Portugal tem encontro marcado com a seleção da Arábia Saudita numa partida particular onde, para além do desporto, há uma componente solidária para com as vítimas dos incêndios em Portugal. Frente à formação saudita, o conjunto de Fernando Santos vai enfrentar uma equipa que assegurou a presença no Campeonato do Mundo, mas cujo futebol é praticamente desconhecido em Portugal.
Afinal de contas como é que o futebol é vivido na Arábia Saudita? Como é que o encontro contra a seleção portuguesa está a ser recebido? O SAPO Desporto esteve à conversa com Gonçalo Cruz, um treinador que, há quatro meses, se aventurou e deixou o futebol português para aceitar um trabalho na formação saudita do Al Batin F.C, um dos emblemas que milita na Primeira Liga Saudita.
Em entrevista ao SAPO Desporto, o técnico português revela que a Arábia Saudita é um país apaixonado por futebol que vive o momento em detrimento do planeamento. Há, no entanto, semelhanças com tantas outras culturas de desporto.
“O futebol aqui é o Desporto número 1. Os sauditas são malucos por futebol. Os cafés estão cheios quando joga o Barcelona ou o Real Madrid. São fanáticos pelos dois. A nível interno, vivem o momento e não pensam a longo prazo. Aqui se ganhas três jogos seguidos és o maior, e é para ser campeão claramente, se perdes dois jogos não vales nada e já devias ter ido embora”.
Apesar de estar há apenas quatro meses na Arábia Saudita, Gonçalo Cruz admite já ter visto situações que pensava ser inimagináveis no mundo do futebol. Já todos vimos adeptos deixarem o estádio antes do apito final, mas na Arábia Saudita há adeptos que abandonam o reduto a meia hora do fim do jogo.
“Vi um jogo onde uma equipa estava a ganhar 1-0 aos 15 minutos e aos 60 minutos estava a perder 2-1…. o estádio ficou vazio com 30 minutos ainda por se jogar… Quando ganhas é uma festa enorme: vão em cima dos carros e festejam, apitam, dançam. Quando perdes o ambiente torna-se super pesado em volta da equipa".
Sobre o encontro entre Portugal e a Arábia Saudita, Gonçalo Cruz revela que é visto com bastante antecipação por parte dos habitantes sauditas em Hafar Al Batin, cidade onde habita desde que deixou território luso.
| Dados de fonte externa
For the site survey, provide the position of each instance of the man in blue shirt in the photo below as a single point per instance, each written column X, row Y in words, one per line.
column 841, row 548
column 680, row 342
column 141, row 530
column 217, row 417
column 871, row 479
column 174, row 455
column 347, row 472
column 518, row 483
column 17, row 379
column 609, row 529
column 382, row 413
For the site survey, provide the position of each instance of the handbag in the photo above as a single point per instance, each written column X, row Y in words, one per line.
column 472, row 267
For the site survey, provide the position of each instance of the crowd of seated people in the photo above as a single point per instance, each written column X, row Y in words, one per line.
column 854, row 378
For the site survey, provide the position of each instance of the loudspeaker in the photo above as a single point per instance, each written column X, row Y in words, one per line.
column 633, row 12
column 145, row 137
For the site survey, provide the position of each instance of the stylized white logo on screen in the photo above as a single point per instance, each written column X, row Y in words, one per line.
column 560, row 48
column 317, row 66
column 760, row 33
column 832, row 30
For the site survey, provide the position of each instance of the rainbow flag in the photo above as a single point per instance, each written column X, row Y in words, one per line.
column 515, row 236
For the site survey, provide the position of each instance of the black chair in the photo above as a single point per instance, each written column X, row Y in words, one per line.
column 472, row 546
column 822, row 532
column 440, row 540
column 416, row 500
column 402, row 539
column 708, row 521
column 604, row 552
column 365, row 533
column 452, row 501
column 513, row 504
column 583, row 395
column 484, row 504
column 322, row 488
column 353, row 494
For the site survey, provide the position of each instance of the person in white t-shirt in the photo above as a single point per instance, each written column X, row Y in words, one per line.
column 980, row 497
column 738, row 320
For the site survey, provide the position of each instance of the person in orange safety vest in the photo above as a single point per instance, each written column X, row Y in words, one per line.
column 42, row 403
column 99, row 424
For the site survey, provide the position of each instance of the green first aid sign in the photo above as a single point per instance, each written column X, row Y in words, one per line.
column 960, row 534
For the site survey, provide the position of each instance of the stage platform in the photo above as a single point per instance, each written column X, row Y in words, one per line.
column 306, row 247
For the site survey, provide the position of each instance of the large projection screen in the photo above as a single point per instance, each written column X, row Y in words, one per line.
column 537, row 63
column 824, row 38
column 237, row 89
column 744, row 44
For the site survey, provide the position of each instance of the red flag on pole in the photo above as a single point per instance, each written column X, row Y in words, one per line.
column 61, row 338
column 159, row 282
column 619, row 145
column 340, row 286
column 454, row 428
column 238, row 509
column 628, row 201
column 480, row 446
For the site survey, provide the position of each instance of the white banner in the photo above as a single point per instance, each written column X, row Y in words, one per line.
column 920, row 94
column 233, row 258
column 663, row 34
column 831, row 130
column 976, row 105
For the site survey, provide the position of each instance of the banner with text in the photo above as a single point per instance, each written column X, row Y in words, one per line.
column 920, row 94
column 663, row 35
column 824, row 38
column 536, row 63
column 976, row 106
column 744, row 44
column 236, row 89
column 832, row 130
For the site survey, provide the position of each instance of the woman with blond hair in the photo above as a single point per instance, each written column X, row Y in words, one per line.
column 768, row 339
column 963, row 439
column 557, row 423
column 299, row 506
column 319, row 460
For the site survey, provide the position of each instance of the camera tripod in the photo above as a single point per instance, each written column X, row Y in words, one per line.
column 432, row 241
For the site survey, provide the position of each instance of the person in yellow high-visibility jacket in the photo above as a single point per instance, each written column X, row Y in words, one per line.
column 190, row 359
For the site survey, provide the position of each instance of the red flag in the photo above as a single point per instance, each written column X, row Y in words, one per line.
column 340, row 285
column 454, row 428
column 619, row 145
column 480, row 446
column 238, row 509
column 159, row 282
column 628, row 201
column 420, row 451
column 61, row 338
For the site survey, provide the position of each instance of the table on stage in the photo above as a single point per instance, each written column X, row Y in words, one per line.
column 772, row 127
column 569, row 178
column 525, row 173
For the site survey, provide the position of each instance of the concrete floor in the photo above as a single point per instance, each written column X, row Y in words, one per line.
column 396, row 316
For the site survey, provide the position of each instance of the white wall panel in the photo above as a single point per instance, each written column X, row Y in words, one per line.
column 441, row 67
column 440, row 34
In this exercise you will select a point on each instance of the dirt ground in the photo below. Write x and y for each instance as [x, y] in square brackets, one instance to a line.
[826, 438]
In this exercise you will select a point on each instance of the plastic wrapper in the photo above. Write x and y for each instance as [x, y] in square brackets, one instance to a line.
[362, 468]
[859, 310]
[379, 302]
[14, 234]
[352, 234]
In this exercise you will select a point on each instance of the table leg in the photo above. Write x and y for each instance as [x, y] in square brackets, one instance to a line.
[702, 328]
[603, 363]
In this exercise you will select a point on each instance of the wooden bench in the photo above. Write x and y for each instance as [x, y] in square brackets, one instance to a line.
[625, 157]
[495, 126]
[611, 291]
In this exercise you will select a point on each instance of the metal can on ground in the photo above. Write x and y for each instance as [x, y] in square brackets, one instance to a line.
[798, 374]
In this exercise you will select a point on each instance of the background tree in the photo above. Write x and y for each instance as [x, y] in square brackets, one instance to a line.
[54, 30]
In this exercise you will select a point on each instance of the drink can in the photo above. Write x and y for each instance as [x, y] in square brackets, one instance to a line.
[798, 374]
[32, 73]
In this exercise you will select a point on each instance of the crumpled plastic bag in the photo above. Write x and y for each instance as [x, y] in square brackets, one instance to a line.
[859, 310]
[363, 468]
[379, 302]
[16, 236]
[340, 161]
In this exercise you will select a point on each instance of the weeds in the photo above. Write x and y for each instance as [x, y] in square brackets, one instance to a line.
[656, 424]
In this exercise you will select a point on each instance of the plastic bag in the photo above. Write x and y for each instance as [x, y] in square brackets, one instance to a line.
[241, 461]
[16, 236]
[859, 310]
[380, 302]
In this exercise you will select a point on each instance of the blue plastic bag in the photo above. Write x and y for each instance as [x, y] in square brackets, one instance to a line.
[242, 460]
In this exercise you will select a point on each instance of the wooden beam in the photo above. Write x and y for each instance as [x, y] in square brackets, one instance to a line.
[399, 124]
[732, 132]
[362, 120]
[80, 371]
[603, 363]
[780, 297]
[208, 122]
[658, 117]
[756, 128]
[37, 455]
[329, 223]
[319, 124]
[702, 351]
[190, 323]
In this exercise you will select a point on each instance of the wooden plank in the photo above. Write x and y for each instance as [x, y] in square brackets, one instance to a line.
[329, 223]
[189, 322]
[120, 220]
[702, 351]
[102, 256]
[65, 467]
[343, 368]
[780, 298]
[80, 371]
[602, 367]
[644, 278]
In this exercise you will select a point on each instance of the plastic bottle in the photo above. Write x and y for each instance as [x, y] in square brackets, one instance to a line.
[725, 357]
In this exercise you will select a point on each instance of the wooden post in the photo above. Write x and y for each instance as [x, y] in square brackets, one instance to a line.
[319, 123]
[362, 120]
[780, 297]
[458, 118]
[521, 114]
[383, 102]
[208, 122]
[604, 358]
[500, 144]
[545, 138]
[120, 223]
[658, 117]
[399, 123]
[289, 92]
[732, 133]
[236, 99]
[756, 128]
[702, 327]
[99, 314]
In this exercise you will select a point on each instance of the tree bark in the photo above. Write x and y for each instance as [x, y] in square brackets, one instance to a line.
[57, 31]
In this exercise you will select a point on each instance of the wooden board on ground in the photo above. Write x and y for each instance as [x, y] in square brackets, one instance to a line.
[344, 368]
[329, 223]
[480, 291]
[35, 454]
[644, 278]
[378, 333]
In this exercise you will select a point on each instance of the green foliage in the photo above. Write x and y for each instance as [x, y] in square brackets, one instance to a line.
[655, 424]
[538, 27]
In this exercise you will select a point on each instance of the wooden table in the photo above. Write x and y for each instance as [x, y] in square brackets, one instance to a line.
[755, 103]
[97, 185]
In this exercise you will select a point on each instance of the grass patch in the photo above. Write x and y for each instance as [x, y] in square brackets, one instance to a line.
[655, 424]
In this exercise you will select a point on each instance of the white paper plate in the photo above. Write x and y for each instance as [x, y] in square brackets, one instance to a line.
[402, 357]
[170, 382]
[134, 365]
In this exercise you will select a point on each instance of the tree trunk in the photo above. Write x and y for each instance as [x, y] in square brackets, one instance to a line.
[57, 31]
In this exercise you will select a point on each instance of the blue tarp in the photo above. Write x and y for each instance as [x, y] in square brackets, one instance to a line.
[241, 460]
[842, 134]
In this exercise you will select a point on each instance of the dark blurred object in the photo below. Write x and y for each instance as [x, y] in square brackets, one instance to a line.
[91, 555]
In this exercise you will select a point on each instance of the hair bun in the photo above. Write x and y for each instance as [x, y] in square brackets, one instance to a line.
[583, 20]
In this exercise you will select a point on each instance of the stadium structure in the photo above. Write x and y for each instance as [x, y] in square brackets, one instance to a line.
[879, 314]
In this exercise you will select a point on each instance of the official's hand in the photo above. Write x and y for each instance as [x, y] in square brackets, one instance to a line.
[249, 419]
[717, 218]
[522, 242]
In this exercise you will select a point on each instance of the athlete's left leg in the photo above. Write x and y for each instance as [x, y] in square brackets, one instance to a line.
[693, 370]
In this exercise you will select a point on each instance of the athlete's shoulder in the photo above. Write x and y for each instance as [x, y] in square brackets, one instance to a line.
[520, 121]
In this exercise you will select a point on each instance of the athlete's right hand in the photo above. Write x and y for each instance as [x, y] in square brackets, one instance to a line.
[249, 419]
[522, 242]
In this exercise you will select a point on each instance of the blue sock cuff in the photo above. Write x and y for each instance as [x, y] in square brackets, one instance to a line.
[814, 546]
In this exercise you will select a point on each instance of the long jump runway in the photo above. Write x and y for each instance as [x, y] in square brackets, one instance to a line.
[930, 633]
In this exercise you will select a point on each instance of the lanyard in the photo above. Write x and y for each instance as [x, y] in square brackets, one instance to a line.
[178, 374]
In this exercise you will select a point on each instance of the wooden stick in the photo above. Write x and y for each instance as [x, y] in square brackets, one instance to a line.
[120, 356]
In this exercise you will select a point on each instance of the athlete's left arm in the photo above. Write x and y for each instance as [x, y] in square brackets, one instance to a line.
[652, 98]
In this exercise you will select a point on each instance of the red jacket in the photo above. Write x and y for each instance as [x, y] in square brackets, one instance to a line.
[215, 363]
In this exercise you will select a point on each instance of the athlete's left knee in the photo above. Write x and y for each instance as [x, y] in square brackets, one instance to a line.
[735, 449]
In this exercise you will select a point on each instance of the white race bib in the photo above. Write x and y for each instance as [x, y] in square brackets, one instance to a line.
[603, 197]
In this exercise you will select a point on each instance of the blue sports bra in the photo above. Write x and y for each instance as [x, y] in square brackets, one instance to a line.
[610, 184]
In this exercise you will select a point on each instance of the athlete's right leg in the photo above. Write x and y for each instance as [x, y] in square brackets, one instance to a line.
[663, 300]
As ausências de Cristiano Ronaldo e Ricardo Quaresma tiraram algum entusiasmo, mas a fé num triunfo da Arábia Saudita sobre a seleção campeã da Europa continua a pairar pela cidade saudita.
“Há duas semanas que todos vão ‘picando’ a dizer que a Arábia Saudita vai ganhar a Portugal. Eu respondo-lhes a dizer que até podem marcar um golo, mas que não vão ganhar. Eles têm muita pena não poderem ver o Ronaldo e o Quaresma porque queriam jogar contra o melhor Portugal. Querem muito que Portugal e Arábia Saudita fiquem no mesmo grupo no Mundial”.
Sauditas com fé numa Arábia Saudita...campeã do Mundo
A Arábia Saudita é uma das seleções que assegurou a presença no Campeonato do Mundo da Rússia 2018. O apuramento da seleção saudita ficou consumado sem necessidade de play-off e estão seguros na fase de grupos do Mundial. O apuramento direto para a prova foi vivido de forma intensa e relatado na primeira pessoa.
“O apuramento aqui foi quase feriado nacional. No dia do jogo decisivo tínhamos treino, mas quase não apareceram jogadores como é óbvio. Estavamo todos ligados à televisão. Então, como se diz em Portugal, 'fechámos a loja' e fomos ver o jogo que poderia dar o apuramento. O resultado caiu a favor e houve muitos festejos na rua. Por eles, a Arábia Saudita é candidata a vencer o Campeonato do Mundo. É como lhe digo, gerir expectativas aqui não é fácil…”.
A Arábia à atenção de Fernando Santos
O futebol saudita não traz muitas referências históricas e é uma incógnita para muitos que vão estar em Viseu a ver o encontro entre Portugal e a formação Saudita. Gonçalo Cruz dá uma pequena explicação sobre o que Fernando Santos pode encontrar perante os sauditas.
“Podem esperar uma equipa que nos duelos individuais é muito forte. Eles são muito intensos nesse aspeto, uma equipa que devido aos jogadores terem passado em clubes com treinadores estrangeiros, que colocam organização nas suas equipas, já tem outra cultura e conhecimento tático”, começa por explicar.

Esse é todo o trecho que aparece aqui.